他伸手拿起电话,还没来得及说话,电话里就传来郑鹏飞的声音,“何局,我要支队人员的档案。”
何援朝没有问“你要档案干什么”,也没有说“你现在停职不方便”,只问了一句:
“范围圈定了吗?”
“圈定了。”
郑鹏飞的声音不大,但每个字都像是咬着牙说的。
“我把能单独进出我办公室的人,从头到尾筛了一遍。普通警员、民警没事不会来我办公室,来了我也在。”
“能趁我不在单独进去的,就那十来个人,外人进不来,也没人知道我有个常年不锁的旧柜子。”

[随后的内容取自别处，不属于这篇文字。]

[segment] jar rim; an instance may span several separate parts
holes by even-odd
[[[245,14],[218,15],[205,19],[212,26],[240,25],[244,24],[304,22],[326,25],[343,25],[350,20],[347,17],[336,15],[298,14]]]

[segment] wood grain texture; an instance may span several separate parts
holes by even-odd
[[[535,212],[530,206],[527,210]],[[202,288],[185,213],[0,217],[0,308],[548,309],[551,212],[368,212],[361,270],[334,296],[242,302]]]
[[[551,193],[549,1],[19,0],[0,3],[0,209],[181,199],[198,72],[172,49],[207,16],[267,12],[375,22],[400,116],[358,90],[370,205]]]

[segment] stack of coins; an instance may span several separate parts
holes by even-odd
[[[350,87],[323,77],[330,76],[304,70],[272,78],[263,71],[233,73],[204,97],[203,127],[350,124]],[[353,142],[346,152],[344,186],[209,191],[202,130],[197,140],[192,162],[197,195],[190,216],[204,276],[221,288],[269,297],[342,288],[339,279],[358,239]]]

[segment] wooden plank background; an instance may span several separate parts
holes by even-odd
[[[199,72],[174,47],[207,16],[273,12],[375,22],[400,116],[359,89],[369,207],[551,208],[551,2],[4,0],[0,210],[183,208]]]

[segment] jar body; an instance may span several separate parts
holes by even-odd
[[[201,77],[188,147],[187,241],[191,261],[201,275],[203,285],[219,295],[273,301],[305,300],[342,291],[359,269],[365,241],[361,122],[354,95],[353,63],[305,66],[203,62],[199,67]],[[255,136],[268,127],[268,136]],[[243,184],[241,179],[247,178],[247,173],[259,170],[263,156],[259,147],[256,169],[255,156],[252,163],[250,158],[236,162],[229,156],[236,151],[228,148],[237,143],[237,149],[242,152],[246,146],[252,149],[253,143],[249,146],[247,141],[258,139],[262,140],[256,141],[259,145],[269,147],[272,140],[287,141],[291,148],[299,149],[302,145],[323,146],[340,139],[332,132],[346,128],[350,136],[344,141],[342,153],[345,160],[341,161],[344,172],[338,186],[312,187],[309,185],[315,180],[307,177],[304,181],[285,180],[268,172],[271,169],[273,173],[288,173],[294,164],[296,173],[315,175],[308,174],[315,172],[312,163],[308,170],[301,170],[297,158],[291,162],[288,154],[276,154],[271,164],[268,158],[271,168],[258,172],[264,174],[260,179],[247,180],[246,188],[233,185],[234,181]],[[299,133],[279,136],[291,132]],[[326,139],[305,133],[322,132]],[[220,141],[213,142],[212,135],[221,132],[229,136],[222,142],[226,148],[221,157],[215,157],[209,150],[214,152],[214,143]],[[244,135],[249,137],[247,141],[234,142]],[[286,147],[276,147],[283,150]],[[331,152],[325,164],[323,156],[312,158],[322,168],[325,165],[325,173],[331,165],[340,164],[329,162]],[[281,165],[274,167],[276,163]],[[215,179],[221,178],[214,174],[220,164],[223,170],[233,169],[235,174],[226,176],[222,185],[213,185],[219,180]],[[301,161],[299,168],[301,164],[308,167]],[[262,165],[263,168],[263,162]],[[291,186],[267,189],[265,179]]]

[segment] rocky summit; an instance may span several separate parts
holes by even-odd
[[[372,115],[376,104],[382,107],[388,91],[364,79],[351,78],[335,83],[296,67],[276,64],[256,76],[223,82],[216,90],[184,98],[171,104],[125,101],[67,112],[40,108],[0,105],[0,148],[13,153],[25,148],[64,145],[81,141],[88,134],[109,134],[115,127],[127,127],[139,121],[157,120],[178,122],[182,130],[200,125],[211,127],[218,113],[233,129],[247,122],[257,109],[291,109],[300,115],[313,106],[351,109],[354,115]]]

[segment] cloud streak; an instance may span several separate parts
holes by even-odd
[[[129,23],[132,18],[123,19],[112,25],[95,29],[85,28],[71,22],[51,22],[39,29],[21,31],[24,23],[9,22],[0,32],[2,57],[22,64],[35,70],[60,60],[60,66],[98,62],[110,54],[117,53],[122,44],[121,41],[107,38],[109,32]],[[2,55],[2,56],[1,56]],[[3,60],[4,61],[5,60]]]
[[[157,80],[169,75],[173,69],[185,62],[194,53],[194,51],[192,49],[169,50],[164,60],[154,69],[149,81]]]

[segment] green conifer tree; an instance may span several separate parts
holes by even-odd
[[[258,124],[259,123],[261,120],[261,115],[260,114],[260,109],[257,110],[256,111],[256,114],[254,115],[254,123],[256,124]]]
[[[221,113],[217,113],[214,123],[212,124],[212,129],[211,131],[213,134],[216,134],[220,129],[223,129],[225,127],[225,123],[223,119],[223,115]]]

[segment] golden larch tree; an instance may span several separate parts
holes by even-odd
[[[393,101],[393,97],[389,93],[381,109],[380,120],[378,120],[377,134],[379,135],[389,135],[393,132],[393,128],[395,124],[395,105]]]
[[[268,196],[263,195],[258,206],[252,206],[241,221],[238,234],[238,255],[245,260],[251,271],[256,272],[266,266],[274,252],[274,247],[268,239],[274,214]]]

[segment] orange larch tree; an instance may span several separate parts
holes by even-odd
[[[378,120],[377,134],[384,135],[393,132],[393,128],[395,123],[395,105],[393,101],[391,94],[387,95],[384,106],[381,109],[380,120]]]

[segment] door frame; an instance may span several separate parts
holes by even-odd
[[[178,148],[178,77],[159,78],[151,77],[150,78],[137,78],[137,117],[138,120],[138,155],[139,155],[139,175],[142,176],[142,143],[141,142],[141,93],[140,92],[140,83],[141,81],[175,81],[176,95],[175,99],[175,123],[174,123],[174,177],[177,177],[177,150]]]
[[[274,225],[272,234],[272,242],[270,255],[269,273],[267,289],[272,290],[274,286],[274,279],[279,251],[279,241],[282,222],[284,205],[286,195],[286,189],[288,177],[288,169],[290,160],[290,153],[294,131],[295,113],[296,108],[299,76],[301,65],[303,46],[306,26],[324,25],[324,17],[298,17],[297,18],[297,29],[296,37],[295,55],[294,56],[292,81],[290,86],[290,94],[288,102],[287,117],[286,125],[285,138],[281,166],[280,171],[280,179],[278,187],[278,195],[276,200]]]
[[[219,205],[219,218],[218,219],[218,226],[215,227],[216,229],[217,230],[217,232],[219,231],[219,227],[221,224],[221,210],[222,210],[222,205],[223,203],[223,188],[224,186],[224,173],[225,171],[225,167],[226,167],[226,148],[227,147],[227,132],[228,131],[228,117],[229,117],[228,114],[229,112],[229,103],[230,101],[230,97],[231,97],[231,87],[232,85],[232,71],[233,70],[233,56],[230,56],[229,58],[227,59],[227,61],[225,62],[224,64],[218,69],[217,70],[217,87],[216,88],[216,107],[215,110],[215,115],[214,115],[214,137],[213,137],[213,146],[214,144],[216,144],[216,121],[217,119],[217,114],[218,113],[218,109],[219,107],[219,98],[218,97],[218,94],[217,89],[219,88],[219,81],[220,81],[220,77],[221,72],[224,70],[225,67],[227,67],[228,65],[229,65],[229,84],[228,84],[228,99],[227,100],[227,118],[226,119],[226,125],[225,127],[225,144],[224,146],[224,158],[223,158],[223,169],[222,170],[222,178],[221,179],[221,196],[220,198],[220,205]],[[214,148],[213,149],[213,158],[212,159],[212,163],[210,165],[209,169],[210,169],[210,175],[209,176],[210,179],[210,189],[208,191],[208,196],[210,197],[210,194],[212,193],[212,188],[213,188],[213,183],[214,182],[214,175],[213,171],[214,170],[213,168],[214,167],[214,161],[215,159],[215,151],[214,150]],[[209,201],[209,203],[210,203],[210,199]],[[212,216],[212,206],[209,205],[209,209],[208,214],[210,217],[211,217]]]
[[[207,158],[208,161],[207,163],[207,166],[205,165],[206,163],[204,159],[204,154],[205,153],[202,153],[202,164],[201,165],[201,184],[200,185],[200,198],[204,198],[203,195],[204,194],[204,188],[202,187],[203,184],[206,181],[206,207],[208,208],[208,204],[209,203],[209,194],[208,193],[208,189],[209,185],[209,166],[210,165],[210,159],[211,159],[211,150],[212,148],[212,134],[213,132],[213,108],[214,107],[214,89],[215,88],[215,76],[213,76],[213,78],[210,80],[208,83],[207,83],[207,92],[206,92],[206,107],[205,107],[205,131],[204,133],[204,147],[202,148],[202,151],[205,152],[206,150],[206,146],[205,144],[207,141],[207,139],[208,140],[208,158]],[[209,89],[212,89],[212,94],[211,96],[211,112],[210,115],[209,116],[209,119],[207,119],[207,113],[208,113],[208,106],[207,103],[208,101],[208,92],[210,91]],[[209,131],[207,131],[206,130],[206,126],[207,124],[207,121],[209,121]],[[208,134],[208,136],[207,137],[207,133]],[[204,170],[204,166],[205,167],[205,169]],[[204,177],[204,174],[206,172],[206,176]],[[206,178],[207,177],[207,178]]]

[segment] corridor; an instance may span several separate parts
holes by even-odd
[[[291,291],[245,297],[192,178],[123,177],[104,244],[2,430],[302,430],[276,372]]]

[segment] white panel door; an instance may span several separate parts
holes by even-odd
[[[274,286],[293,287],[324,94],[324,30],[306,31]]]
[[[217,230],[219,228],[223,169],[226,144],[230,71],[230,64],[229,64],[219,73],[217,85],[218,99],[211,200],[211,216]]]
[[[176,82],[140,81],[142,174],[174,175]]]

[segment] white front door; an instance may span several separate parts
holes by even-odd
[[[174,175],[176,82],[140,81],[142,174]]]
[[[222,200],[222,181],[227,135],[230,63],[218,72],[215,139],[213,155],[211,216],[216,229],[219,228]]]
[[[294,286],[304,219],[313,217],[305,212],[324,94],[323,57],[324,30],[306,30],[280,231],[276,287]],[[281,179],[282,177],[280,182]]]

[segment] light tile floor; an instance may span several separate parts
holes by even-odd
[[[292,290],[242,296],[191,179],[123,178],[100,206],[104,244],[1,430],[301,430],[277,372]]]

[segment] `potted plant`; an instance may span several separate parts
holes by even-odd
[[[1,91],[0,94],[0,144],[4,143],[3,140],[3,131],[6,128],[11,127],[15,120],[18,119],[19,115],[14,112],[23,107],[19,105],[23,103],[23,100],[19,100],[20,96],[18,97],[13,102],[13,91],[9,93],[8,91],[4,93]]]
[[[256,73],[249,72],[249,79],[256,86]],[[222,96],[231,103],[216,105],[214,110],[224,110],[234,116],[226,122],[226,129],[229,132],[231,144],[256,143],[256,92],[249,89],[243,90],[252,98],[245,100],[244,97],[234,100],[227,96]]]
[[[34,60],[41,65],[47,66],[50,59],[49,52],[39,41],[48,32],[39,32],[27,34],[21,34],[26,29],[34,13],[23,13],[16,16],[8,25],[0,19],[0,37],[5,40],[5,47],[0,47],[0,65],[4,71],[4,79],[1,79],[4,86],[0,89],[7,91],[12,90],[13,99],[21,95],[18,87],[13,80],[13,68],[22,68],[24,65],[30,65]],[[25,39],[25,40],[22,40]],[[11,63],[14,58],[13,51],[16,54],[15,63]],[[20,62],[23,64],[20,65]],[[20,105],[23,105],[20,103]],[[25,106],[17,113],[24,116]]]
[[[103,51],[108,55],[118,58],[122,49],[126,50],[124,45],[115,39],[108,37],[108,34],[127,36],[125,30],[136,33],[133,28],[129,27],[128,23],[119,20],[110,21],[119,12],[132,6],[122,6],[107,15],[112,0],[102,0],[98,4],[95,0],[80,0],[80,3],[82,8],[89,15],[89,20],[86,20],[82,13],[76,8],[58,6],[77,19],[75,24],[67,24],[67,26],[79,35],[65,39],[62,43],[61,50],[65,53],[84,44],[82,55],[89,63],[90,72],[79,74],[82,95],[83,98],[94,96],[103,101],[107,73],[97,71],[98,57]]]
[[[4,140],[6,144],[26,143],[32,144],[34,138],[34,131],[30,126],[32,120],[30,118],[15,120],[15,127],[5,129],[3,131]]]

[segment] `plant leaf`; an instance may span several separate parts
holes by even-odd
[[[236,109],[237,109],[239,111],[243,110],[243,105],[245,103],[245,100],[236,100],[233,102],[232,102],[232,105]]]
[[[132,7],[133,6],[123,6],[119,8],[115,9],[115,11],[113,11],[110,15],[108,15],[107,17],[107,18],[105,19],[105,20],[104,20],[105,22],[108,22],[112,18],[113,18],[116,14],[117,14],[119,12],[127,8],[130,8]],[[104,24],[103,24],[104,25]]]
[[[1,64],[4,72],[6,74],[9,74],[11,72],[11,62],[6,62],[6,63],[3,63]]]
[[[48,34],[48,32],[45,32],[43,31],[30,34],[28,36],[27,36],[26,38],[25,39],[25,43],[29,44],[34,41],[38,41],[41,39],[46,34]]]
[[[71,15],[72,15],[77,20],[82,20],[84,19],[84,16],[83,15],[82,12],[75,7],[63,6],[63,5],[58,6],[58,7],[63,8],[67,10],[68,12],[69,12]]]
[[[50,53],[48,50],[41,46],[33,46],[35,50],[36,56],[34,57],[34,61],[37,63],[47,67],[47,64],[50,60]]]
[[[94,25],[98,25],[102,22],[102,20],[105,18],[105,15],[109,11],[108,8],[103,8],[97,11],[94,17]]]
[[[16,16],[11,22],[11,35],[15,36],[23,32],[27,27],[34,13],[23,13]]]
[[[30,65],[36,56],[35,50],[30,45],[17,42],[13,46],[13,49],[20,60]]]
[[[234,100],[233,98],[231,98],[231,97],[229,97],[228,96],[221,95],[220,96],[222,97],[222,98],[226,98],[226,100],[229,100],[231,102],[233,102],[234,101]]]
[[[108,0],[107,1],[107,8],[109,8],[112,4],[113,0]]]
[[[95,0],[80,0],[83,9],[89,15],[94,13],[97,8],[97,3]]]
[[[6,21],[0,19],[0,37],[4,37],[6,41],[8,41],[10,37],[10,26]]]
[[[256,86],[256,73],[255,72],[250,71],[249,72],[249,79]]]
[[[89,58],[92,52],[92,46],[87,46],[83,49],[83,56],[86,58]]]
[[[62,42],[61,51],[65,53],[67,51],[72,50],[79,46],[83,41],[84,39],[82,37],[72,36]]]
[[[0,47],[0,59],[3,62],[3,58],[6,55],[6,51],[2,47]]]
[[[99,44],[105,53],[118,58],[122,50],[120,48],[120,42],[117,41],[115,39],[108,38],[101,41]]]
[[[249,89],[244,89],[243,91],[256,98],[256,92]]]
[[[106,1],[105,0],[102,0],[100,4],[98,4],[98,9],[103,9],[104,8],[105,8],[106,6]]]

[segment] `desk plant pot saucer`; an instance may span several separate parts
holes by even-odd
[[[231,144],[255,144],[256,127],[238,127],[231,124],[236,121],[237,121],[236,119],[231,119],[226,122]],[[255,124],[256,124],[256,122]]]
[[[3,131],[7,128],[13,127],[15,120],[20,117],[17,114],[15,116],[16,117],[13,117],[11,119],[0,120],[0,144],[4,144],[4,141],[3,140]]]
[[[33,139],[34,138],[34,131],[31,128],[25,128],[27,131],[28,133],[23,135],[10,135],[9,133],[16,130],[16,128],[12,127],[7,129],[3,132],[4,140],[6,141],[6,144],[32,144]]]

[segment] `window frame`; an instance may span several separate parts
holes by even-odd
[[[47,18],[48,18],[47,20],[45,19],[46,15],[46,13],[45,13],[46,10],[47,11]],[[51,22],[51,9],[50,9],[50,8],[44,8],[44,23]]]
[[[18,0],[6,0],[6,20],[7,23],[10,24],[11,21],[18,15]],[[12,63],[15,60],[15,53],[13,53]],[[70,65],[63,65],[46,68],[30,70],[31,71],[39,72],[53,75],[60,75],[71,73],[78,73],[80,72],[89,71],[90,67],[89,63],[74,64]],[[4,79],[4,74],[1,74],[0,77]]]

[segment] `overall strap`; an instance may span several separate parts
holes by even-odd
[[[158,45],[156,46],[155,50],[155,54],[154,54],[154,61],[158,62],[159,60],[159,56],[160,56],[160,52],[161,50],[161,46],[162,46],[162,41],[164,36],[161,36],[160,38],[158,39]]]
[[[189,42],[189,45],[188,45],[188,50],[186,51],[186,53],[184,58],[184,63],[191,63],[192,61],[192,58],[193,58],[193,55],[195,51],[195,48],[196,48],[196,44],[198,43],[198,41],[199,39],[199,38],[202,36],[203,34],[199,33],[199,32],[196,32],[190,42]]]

何援朝一手拿着电话,一手点了根烟,安静的听着,一直没插话。
“何局,钱是在抓那三个杀手之后放进去的,到举报信出来,中间就那么几天。”
“那几天里谁来过,谁没来过,谁什么时候来的,谁见了我什么表情,我脑子里全过了一遍。”
“档案拿到手,我要一个一个对。”
听郑鹏飞说完,何援朝吐出一团白雾,脸上浮现淡淡的笑意。
看来停职这几天,郑鹏飞是一点没闲着。
没闲着就好。
听他说话的语气,心里已经摸到了点什么,只是证据没对上号之前,他不好说。
“档案的事,我想办法。”何援朝把烟灰弹了弹,“不走正规手续,原件不能动,复印件我给你弄出来。”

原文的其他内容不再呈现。